But the chemistry between Day and Sudeikis, who previously worked together on a 2010 It's Always Sunny episode where Sudeikis guest-starred as Charlie's rival Schmitty, is the most enjoyable of all those little things that make Gordon's 2011 surprise hit hold up. Last year, Day, Sudeikis, Bateman and nearly all the rest of the Horrible Bosses cast reunited for an unnecessary and much-maligned sequel I won't waste my time watching. It was also a sequel neither Goldstein/Daley (who went on to co-direct the upcoming Vacation reboot starring Ed Helms and Christina Applegate) nor Gordon were involved with. I doubt Horrible Bosses 2 is even as hilarious as the 2011 SNL sketch that reunited Sudeikis with Day, who played a pop-culturally illiterate homicide detective canvassing an apartment crime scene.
Day was so hilarious and so committed to embodying the lunacy of his cop character in the "Crime Scene" sketch--just like how he's so committed to embodying the lunacy of Charlie on It's Always Sunny--that it's one of the rare times Sudeikis broke character on SNL and laughed, but Sudeikis didn't let his corpsing derail the sketch for too long because he's a professional, not like Jimmy Fallon during most of the times he used to corpse on SNL and the sketch would just die a horrible and unwatchable death because of it. Like in Horrible Bosses, Sudeikis played the exasperated straight man very well in the SNL sketch with Day, and I like how his "Oh, come on!" sounds exactly like his frustrated off-screen reactions to the bad reporting and racist antics of elderly news reporter Herb Welch.

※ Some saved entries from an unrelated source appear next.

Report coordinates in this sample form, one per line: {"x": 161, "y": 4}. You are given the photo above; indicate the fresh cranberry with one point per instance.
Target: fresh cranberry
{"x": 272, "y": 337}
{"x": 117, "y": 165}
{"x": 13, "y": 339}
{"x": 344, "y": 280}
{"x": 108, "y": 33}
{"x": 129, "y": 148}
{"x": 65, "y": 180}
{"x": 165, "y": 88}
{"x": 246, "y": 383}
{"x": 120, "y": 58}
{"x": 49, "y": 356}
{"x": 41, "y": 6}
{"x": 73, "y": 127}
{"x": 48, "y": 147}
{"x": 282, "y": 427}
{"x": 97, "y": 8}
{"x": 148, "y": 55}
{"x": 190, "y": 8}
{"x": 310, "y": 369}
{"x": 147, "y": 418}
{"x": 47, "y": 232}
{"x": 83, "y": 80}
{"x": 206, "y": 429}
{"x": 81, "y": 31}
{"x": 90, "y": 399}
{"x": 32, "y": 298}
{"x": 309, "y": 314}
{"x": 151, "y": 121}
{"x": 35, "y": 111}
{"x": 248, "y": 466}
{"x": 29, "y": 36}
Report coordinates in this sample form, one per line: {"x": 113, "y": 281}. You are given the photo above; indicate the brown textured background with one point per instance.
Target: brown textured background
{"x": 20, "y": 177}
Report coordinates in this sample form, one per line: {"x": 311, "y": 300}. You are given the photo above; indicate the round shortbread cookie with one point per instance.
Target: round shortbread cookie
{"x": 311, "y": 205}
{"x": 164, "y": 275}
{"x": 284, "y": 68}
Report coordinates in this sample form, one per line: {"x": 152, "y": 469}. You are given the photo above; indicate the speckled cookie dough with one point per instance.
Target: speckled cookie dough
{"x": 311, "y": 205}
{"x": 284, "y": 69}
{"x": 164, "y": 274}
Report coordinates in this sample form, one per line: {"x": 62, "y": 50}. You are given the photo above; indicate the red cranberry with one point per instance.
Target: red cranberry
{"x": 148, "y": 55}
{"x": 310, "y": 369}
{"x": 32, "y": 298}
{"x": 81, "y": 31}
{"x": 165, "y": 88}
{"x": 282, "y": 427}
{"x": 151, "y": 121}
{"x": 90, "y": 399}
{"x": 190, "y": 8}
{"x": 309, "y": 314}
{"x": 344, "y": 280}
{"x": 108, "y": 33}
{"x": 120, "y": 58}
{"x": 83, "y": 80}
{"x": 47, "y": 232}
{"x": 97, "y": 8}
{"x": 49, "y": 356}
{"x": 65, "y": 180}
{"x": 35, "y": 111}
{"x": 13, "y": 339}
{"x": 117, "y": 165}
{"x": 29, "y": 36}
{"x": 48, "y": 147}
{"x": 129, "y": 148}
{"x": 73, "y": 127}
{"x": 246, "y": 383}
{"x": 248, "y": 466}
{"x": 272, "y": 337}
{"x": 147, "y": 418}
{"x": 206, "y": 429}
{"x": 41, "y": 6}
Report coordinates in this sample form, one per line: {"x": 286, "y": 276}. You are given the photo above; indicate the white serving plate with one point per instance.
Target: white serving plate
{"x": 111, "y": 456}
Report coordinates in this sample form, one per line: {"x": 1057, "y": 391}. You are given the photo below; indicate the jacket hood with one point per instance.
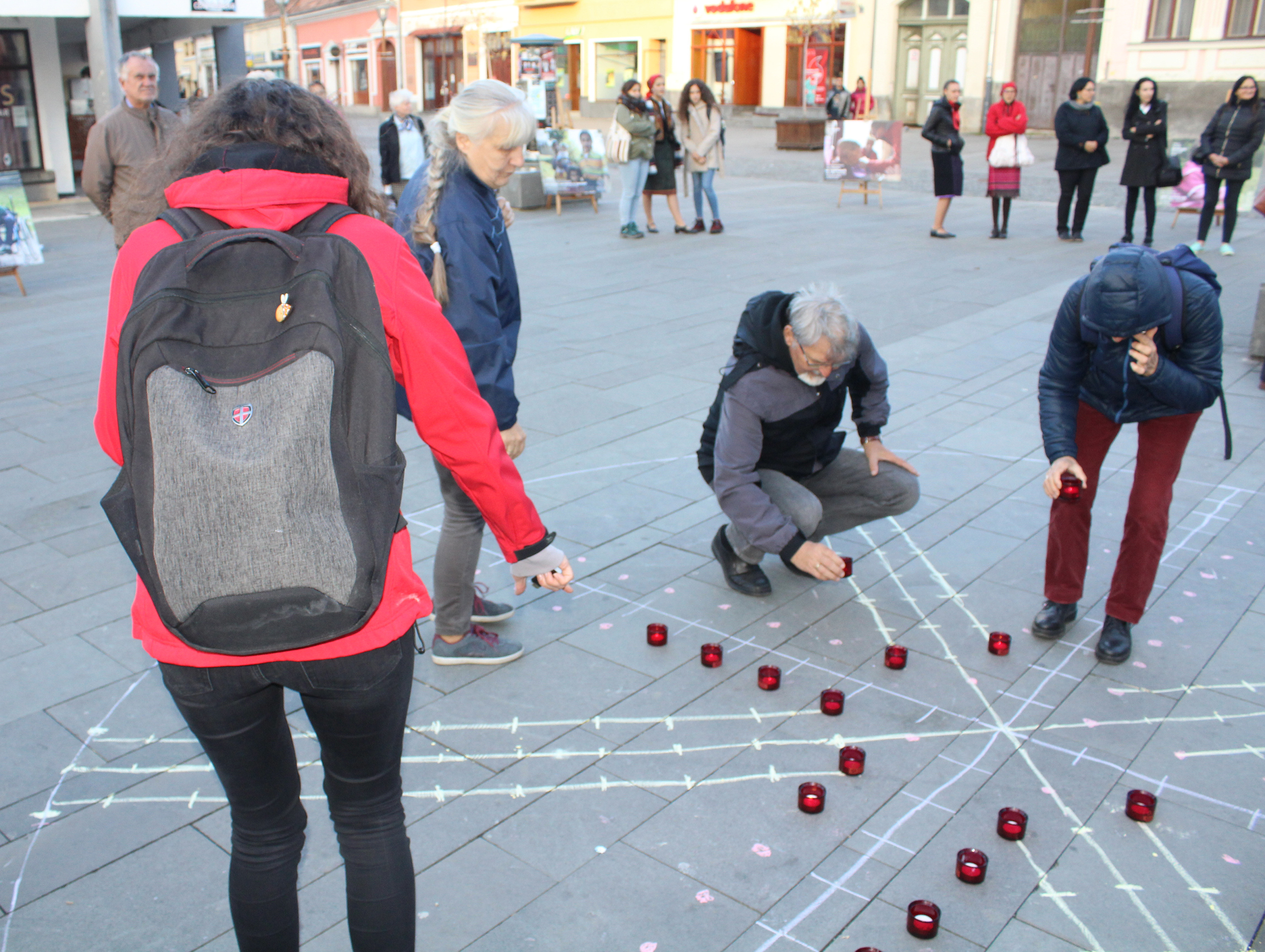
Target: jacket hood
{"x": 257, "y": 185}
{"x": 1126, "y": 294}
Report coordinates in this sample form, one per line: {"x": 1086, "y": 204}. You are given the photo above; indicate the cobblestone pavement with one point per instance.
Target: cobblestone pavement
{"x": 600, "y": 794}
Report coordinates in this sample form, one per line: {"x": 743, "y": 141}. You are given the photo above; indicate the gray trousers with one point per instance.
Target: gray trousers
{"x": 834, "y": 500}
{"x": 456, "y": 557}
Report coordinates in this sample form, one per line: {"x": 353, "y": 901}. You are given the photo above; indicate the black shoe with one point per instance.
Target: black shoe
{"x": 1116, "y": 643}
{"x": 741, "y": 577}
{"x": 1053, "y": 620}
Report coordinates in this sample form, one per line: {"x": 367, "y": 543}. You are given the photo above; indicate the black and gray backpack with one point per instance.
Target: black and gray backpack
{"x": 261, "y": 478}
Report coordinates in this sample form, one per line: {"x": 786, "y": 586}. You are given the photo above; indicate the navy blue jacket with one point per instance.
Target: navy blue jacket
{"x": 1126, "y": 294}
{"x": 484, "y": 303}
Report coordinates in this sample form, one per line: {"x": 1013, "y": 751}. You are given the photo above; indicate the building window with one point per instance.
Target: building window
{"x": 1247, "y": 19}
{"x": 1171, "y": 19}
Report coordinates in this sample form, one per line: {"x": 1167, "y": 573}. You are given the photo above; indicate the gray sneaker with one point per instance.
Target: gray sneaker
{"x": 479, "y": 647}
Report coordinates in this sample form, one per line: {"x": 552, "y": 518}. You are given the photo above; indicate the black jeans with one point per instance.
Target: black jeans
{"x": 1082, "y": 182}
{"x": 357, "y": 707}
{"x": 1211, "y": 193}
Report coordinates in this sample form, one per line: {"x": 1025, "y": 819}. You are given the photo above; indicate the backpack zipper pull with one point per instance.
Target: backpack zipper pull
{"x": 201, "y": 381}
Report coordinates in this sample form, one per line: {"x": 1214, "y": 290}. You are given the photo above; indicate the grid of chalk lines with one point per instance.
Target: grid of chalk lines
{"x": 1015, "y": 735}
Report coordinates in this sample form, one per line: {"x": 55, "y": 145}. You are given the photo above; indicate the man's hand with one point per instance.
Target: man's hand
{"x": 515, "y": 440}
{"x": 819, "y": 560}
{"x": 1144, "y": 357}
{"x": 1054, "y": 476}
{"x": 557, "y": 581}
{"x": 876, "y": 452}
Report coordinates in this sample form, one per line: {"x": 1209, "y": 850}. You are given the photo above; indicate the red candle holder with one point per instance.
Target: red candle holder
{"x": 1011, "y": 824}
{"x": 924, "y": 919}
{"x": 1140, "y": 806}
{"x": 833, "y": 702}
{"x": 813, "y": 797}
{"x": 852, "y": 761}
{"x": 972, "y": 866}
{"x": 998, "y": 644}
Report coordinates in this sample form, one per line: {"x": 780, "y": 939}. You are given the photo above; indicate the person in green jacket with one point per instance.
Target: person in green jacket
{"x": 633, "y": 114}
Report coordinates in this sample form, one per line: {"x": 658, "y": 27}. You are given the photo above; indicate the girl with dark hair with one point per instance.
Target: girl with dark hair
{"x": 1228, "y": 147}
{"x": 1148, "y": 133}
{"x": 1082, "y": 132}
{"x": 633, "y": 114}
{"x": 269, "y": 155}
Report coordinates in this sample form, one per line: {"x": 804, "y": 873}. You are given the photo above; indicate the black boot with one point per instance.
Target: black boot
{"x": 1053, "y": 620}
{"x": 741, "y": 575}
{"x": 1116, "y": 643}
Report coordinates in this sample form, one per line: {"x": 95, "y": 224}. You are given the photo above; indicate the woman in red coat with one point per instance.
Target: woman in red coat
{"x": 1005, "y": 118}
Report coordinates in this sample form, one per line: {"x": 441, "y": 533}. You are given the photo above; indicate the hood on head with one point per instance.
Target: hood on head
{"x": 1126, "y": 294}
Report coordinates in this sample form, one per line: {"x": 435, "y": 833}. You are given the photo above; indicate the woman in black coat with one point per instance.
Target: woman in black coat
{"x": 941, "y": 130}
{"x": 1148, "y": 132}
{"x": 1082, "y": 133}
{"x": 1228, "y": 147}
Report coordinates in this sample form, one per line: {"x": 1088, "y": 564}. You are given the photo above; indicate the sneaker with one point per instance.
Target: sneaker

Sudeikis' reactions were actually the second funniest part of Bill Hader's Herb Welch sketches, right below Herb's outdated references.
Not even the return of Horrible Bosses composer Christopher Lennertz has made me want to watch Horrible Bosses 2. The first Horrible Bosses is elevated by an original score where Lennertz "put together a band that would record the score together the same way that they would make an album," as Lennertz himself described it in the Horrible Bosses score album press release. His all-star team of musicians included DJ Cheapshot of Styles of Beyond and Fort Minor on turntables, Pearl Jam guitarist Mike McCready and on keyboards, frequent Beastie Boys collaborator "Money" Mark Ramos Nishita. Money Mark's keyboards are the first thing you hear during the Beastie Boys classic "So What'cha Want" from Check Your Head. I've said before that Ad-Rock's original score to director Jeffrey Radice's No No: A Dockumentary is the closest we'll ever get to a second Beasties all-instrumental album after MCA's death. Thanks to Money Mark's funky contributions to the Horrible Bosses score, it's like a third Beasties all-instrumental album.
"[The Horrible Bosses score] isn't overproduced or shiny and digital in any way. It's brash, noisy and full of bravado and swagger," said Lennertz in the score album press release. He recorded his score cues on two-inch analog tape instead of digitally, as a way of--like Gordon said while being interviewed by WaterTower Music--channeling the music Dale and his friends might have listened to while growing up in the days before digital music consumption, just like how a cassette of Check Your Head was one of my favorite things to borrow from the public library back in high school. It's also the same kind of music that helped me endure some shitty jobs, even though none of my bosses were so abusive they made me want to murder them like how Dale and his pals are driven to murder in Horrible Bosses, a surprisingly solid disgruntled-worker farce that overcomes its hackiest elements to show how effective and satisfying hard-R studio comedy filmmaking could be--think Slap Shot or Robert Zemeckis' sharp and raunchy 1980 cult classic Used Cars--when it fired on all cylinders and before PG-13 ruined everything.
None of the all-star score cues from Horrible Bosses are currently in rotation on AFOS, but they ought to be.